Tian H(1), Li XP(1), Zhao J(2), Gao HW(3), Xu QM(4), Wang JW(5).
Author information:
(1)College of Pharmaceutical Sciences, Soochow University, Suzhou, 215123, China.
(2)National Center for Natural Products Research, School of Pharmacy, University of Mississippi, Mississippi, 38677, USA.
(3)College of Pharmaceutical Sciences, Guangxi University of Chinese Medicine, Nanning, 530200, China.
(4)College of Pharmaceutical Sciences, Soochow University, Suzhou, 215123, China. Electronic address: [Email]

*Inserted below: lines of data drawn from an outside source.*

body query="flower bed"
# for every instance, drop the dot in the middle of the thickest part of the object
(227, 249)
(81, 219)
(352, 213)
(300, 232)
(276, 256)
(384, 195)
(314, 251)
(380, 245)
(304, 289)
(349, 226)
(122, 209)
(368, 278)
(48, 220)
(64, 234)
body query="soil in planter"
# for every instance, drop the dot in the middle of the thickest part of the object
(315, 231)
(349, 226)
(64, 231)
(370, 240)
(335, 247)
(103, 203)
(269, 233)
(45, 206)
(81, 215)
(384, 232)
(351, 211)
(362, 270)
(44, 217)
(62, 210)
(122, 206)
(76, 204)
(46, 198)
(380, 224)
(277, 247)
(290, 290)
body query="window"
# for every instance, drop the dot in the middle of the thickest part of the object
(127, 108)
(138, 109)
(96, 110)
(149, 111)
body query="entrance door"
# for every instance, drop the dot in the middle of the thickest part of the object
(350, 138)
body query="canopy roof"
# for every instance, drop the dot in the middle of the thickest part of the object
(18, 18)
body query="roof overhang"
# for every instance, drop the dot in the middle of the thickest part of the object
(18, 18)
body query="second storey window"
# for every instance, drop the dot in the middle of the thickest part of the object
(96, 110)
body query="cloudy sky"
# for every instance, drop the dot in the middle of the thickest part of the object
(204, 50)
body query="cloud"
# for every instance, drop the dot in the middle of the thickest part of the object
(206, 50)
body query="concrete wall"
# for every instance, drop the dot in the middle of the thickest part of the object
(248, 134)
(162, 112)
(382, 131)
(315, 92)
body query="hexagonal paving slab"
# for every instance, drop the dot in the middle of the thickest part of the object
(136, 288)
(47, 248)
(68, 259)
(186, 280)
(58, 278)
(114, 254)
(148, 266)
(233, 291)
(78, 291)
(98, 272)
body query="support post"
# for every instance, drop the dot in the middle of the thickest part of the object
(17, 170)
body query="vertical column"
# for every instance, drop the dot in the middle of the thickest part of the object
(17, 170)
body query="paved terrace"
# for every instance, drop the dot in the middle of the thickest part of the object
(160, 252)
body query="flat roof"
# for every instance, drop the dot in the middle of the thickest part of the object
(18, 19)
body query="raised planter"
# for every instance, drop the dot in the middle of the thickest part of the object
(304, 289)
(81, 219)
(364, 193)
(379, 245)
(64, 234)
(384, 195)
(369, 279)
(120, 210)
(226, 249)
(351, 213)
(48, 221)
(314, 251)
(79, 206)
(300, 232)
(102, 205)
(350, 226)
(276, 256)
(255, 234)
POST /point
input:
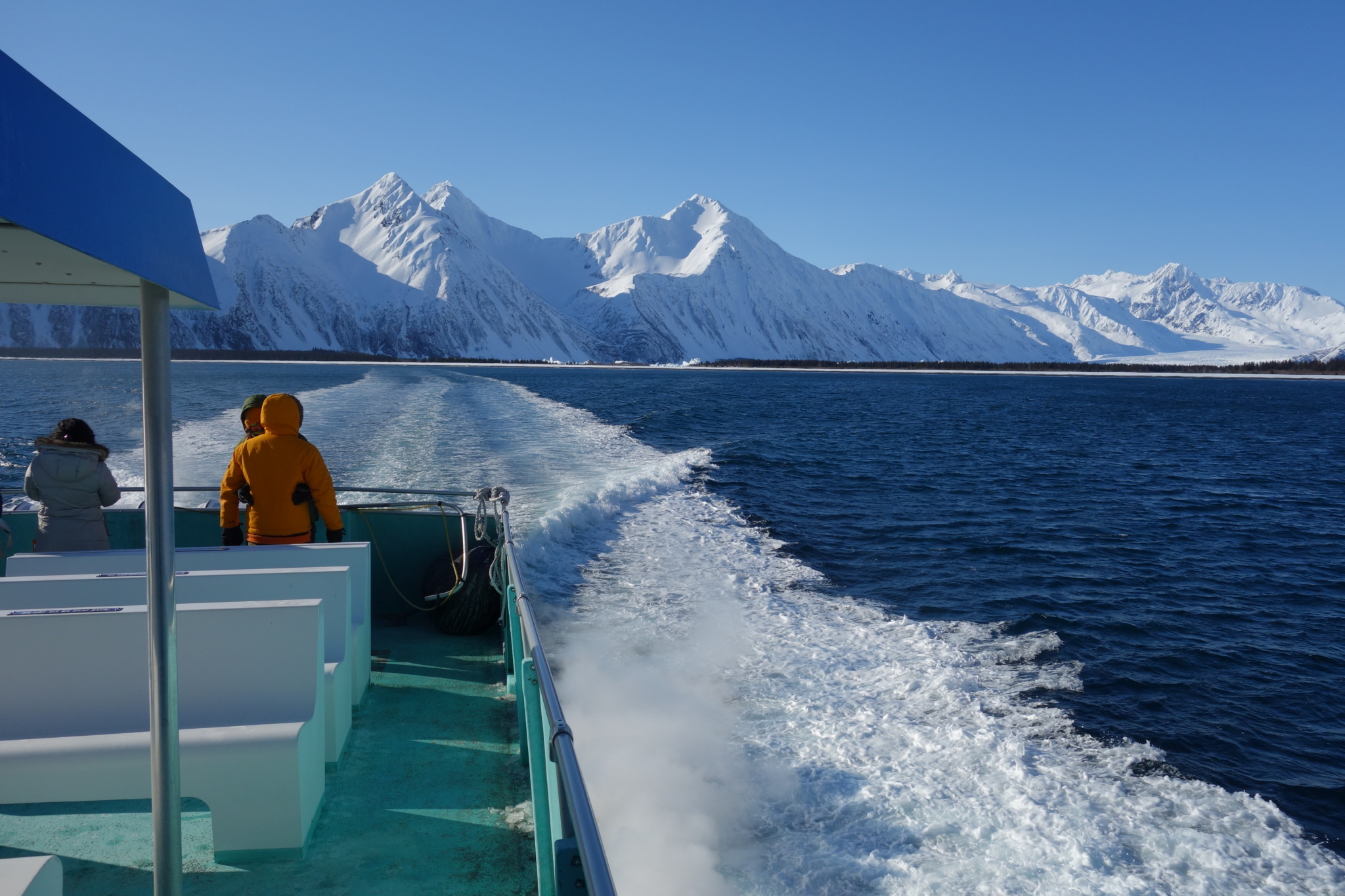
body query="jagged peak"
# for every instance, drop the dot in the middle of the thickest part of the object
(1172, 270)
(267, 221)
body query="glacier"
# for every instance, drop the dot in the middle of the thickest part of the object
(399, 273)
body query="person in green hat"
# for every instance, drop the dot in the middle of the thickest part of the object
(250, 417)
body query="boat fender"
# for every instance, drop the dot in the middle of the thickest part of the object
(471, 609)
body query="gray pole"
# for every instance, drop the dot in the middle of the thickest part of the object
(164, 773)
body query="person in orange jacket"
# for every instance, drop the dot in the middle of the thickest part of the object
(283, 472)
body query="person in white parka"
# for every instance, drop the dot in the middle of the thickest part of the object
(73, 482)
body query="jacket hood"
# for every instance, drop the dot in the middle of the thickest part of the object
(280, 414)
(66, 445)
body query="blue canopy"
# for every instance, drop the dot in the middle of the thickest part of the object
(84, 219)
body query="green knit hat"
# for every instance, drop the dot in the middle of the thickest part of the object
(254, 400)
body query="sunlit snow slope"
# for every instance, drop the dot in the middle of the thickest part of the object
(395, 273)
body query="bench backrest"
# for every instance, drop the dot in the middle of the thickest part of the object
(257, 557)
(87, 672)
(330, 585)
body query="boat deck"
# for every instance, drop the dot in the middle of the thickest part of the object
(430, 796)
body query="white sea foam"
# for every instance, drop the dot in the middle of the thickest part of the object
(741, 731)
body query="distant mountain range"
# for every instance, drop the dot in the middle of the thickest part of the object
(391, 272)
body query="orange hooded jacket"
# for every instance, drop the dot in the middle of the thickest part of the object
(273, 465)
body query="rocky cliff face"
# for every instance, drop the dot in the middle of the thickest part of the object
(390, 272)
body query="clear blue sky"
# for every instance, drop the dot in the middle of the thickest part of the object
(1021, 142)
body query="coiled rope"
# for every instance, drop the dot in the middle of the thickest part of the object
(460, 576)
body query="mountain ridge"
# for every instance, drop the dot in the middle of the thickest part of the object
(393, 272)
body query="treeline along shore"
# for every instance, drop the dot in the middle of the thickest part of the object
(1333, 367)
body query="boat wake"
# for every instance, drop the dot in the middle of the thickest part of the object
(744, 733)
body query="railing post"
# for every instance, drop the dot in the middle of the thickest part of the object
(537, 775)
(525, 736)
(156, 413)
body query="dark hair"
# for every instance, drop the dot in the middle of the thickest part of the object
(74, 430)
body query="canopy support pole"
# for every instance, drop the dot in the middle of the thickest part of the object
(164, 770)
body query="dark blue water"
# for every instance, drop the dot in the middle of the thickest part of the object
(1184, 536)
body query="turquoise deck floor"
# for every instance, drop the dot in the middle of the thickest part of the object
(430, 797)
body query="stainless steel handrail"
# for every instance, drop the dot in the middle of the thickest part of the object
(340, 488)
(598, 875)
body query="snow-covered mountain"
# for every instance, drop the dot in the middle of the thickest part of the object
(396, 273)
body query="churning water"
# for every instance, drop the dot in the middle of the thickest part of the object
(839, 633)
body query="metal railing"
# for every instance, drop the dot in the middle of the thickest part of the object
(569, 848)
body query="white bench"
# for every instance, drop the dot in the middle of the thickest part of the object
(76, 712)
(32, 876)
(330, 585)
(353, 554)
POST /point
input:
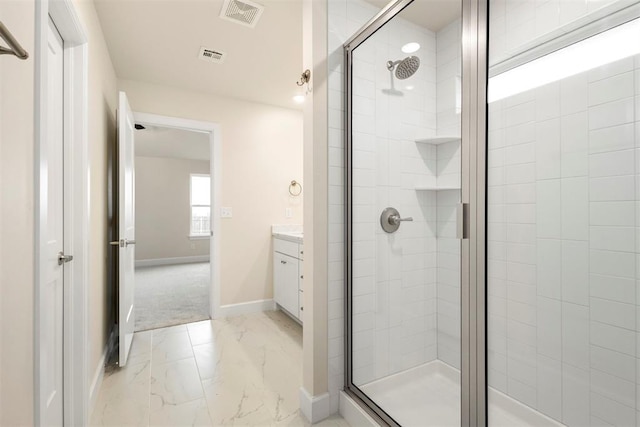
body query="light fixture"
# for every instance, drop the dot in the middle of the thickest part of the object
(598, 50)
(411, 47)
(304, 78)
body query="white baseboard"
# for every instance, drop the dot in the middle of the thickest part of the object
(98, 376)
(353, 413)
(315, 408)
(171, 261)
(231, 310)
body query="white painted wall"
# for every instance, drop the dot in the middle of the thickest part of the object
(16, 220)
(17, 207)
(261, 154)
(163, 213)
(515, 24)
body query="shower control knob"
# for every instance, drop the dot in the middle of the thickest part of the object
(390, 220)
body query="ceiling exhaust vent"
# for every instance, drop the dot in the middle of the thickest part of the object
(211, 55)
(243, 12)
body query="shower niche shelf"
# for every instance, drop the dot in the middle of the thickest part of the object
(437, 140)
(436, 188)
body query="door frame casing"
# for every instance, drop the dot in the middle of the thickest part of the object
(215, 171)
(76, 203)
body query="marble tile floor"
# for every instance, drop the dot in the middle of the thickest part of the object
(244, 370)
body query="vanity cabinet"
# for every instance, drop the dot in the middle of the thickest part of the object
(288, 277)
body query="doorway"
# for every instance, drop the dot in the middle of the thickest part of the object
(192, 149)
(173, 228)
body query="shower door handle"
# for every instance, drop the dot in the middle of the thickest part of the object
(462, 221)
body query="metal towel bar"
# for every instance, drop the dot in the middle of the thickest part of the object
(14, 46)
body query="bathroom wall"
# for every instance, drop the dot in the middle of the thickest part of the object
(17, 202)
(516, 23)
(563, 246)
(261, 154)
(163, 210)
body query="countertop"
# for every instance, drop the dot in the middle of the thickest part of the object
(288, 235)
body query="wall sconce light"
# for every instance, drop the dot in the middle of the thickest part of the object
(304, 78)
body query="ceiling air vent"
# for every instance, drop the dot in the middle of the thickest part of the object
(243, 12)
(211, 55)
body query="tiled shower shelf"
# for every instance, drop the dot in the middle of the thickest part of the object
(435, 188)
(437, 140)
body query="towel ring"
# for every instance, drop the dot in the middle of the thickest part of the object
(292, 188)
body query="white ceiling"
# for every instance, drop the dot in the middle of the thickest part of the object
(158, 41)
(431, 14)
(172, 143)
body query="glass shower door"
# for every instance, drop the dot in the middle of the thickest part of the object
(404, 163)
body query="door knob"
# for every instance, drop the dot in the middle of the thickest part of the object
(63, 259)
(122, 243)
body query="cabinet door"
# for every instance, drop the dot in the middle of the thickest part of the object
(285, 282)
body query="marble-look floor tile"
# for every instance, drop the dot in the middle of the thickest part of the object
(193, 413)
(140, 348)
(176, 382)
(169, 330)
(170, 347)
(124, 397)
(208, 357)
(245, 370)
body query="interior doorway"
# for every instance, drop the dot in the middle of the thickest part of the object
(177, 192)
(173, 226)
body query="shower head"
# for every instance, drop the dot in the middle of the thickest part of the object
(405, 68)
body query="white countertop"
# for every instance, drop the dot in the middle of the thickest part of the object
(287, 235)
(290, 232)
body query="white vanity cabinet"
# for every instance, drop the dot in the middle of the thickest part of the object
(287, 276)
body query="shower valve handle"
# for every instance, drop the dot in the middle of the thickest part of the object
(395, 219)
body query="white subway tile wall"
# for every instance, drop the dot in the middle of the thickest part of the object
(406, 285)
(564, 243)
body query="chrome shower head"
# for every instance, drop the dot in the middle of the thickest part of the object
(405, 68)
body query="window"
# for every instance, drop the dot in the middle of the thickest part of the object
(200, 205)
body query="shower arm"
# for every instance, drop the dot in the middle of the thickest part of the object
(392, 64)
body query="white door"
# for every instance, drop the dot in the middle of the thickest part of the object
(51, 310)
(126, 227)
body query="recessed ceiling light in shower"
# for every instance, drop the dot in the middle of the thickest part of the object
(411, 47)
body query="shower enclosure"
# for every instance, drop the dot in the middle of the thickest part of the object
(492, 212)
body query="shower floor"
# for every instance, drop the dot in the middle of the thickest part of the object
(430, 395)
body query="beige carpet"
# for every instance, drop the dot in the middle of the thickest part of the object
(171, 295)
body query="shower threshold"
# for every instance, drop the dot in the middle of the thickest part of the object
(429, 395)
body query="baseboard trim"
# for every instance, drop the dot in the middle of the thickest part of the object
(231, 310)
(315, 408)
(98, 376)
(172, 261)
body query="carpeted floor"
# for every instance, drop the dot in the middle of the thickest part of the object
(171, 295)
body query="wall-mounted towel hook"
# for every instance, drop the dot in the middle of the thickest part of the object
(14, 46)
(295, 189)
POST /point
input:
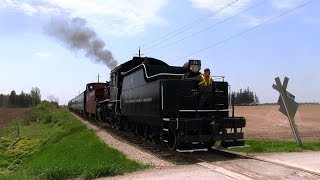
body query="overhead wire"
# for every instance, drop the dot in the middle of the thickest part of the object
(244, 32)
(209, 27)
(186, 27)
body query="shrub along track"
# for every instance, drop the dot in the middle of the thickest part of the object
(204, 159)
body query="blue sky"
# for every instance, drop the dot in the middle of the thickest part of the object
(288, 46)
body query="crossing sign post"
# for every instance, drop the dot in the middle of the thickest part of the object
(288, 106)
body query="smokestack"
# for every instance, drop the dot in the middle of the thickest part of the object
(75, 33)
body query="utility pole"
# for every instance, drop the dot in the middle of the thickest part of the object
(139, 52)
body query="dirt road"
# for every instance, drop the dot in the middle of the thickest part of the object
(266, 122)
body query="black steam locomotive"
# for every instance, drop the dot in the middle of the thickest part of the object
(161, 102)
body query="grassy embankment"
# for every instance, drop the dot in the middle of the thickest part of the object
(260, 146)
(51, 143)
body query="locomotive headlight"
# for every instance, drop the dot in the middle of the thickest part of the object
(195, 68)
(195, 65)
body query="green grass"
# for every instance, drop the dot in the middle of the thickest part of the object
(260, 146)
(53, 144)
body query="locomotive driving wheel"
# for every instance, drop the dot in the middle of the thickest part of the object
(172, 140)
(118, 123)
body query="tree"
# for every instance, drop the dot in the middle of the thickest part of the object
(22, 100)
(53, 99)
(35, 95)
(12, 99)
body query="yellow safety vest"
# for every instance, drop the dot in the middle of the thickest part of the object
(203, 81)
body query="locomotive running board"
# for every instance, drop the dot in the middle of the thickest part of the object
(191, 150)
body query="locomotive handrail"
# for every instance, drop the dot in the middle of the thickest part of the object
(218, 77)
(155, 75)
(200, 110)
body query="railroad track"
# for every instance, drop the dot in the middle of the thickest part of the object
(204, 159)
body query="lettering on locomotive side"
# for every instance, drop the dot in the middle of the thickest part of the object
(138, 100)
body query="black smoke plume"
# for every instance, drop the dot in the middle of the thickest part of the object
(75, 33)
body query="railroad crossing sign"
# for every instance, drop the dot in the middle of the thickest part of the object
(288, 106)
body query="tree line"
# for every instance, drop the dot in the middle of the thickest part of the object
(22, 100)
(245, 97)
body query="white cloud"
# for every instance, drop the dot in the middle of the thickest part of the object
(214, 5)
(31, 8)
(113, 16)
(43, 54)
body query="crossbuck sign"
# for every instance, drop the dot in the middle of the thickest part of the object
(288, 106)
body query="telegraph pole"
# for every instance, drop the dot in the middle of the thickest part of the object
(139, 52)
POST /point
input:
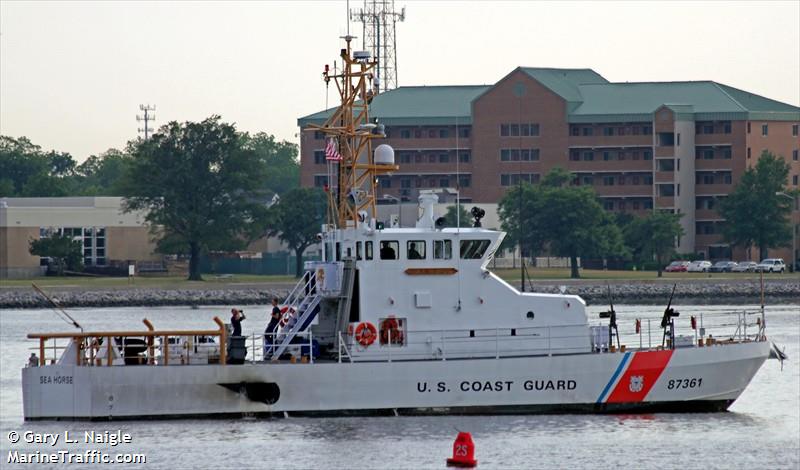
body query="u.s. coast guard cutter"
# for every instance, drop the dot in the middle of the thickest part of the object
(393, 320)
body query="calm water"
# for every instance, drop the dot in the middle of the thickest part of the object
(762, 430)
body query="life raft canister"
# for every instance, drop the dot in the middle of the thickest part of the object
(366, 333)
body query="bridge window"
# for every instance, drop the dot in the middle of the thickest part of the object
(442, 249)
(473, 249)
(389, 249)
(415, 249)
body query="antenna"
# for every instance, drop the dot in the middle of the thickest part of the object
(146, 118)
(379, 20)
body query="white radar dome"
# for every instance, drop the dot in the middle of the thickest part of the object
(384, 155)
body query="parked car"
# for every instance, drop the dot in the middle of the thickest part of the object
(699, 266)
(771, 265)
(722, 267)
(745, 267)
(677, 267)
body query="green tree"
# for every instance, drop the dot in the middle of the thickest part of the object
(566, 220)
(754, 214)
(457, 214)
(297, 218)
(66, 251)
(102, 175)
(199, 185)
(279, 160)
(28, 171)
(653, 236)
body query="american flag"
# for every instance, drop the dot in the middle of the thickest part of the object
(331, 153)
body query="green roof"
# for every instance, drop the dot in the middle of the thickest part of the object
(589, 98)
(417, 105)
(565, 82)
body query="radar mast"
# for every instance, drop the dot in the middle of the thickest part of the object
(352, 133)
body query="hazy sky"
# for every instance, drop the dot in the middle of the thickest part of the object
(72, 74)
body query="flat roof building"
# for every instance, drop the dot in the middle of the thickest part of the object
(657, 145)
(108, 235)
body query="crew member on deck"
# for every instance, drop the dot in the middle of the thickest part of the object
(236, 321)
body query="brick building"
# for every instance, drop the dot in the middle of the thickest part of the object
(665, 145)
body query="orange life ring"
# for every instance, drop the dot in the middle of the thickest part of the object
(366, 333)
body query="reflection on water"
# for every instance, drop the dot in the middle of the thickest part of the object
(762, 430)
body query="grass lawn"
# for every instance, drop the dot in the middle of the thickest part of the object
(167, 282)
(212, 281)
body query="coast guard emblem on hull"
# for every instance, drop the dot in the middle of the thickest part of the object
(637, 383)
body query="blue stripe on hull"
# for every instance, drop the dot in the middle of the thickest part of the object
(619, 370)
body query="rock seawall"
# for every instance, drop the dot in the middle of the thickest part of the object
(595, 293)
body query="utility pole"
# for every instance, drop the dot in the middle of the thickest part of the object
(146, 118)
(379, 20)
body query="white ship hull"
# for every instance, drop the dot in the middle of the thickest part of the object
(685, 379)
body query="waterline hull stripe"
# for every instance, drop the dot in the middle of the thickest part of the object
(620, 367)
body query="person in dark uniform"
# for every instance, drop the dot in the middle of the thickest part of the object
(236, 322)
(275, 317)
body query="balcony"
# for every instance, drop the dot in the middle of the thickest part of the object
(665, 201)
(712, 189)
(706, 214)
(617, 166)
(665, 177)
(662, 152)
(611, 141)
(715, 164)
(624, 190)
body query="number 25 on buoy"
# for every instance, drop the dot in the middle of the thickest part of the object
(463, 452)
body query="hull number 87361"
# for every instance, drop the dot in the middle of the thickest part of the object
(673, 384)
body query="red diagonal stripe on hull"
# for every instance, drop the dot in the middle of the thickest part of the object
(648, 365)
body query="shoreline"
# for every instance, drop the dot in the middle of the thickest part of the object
(625, 292)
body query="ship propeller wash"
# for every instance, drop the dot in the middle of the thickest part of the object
(391, 321)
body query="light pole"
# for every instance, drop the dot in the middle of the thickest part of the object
(399, 208)
(794, 229)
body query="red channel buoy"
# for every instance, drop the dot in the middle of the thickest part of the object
(463, 452)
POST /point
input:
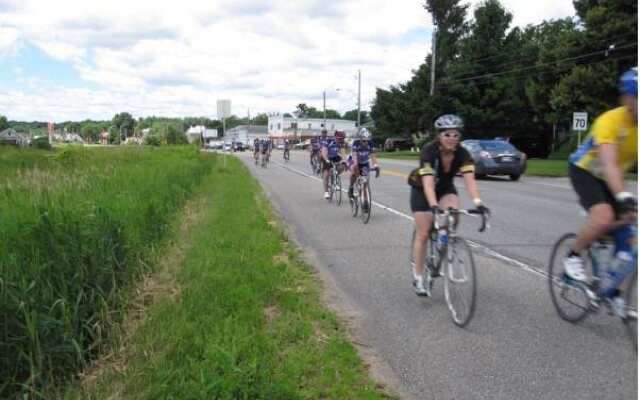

(5)College of Pharmaceutical Sciences, Soochow University, Suzhou, 215123, China. Electronic address: [Email]

Abstract

As a biosynthetic precursor of the antimalarial drug artemisinin, artemisinic acid (AA) is abundant in Artemisia annua L. with a content of 8-10-fold higher than artemisinin, but less effective. In this study, the biotransformation of AA was carried out with an endophytic fungus Penicillium oxalicum B4 to extend its utility. After 10-day-culture of the endophyte with AA at 2 mg/mL, eight biotransformation metabolites were isolated from the culture broth, including five undescribed metabolites, namely 3α,14-dihydroxyartemisinic acid, 14-hydroxy-3-oxo-artemisinic acid, 15-hydroxy-3-oxo-artemisinic acid, 12, 15-artemisindioic acid and 1,2,3,6-tetradehydro-12, 15-artemisindioic acid. The fungal enzymes possess the selective capacity to hydroxylate, carbonylate and ketonize the allyl group of AA. The major biotransformation metabolite was the hydroxylated product 3-α-hydroxyartemisinic acid (33.3%) in the cultures of early stage (day 1-6), whereas most of the other biotransformation products were synthesized in the later stage (day 8-10). Compared with AA, some metabolites (3α,14-dihydroxyartemisinic acid, 15-hydroxy-3-oxo-artemisinic acid and 1,2,3,6-tetradehydro-12, 15-artemisindioic acid) possessed stronger cytotoxic activity to the human colon carcinoma cell line (LS174T) and promyelocytic leukemia cell line (HL-60). The metabolites 12, 15-artemisindioic acid and 3-α-hydroxyartemisinic acid exhibited significant inhibitory activity to the lipopolysaccharide-induced nitrite production of RAW 264.7 cells at 10.00 μM and 2.50 μM, respectively. The results demonstrated the potential of fungal endophytes on biotransforming AA to its bioactive derivatives.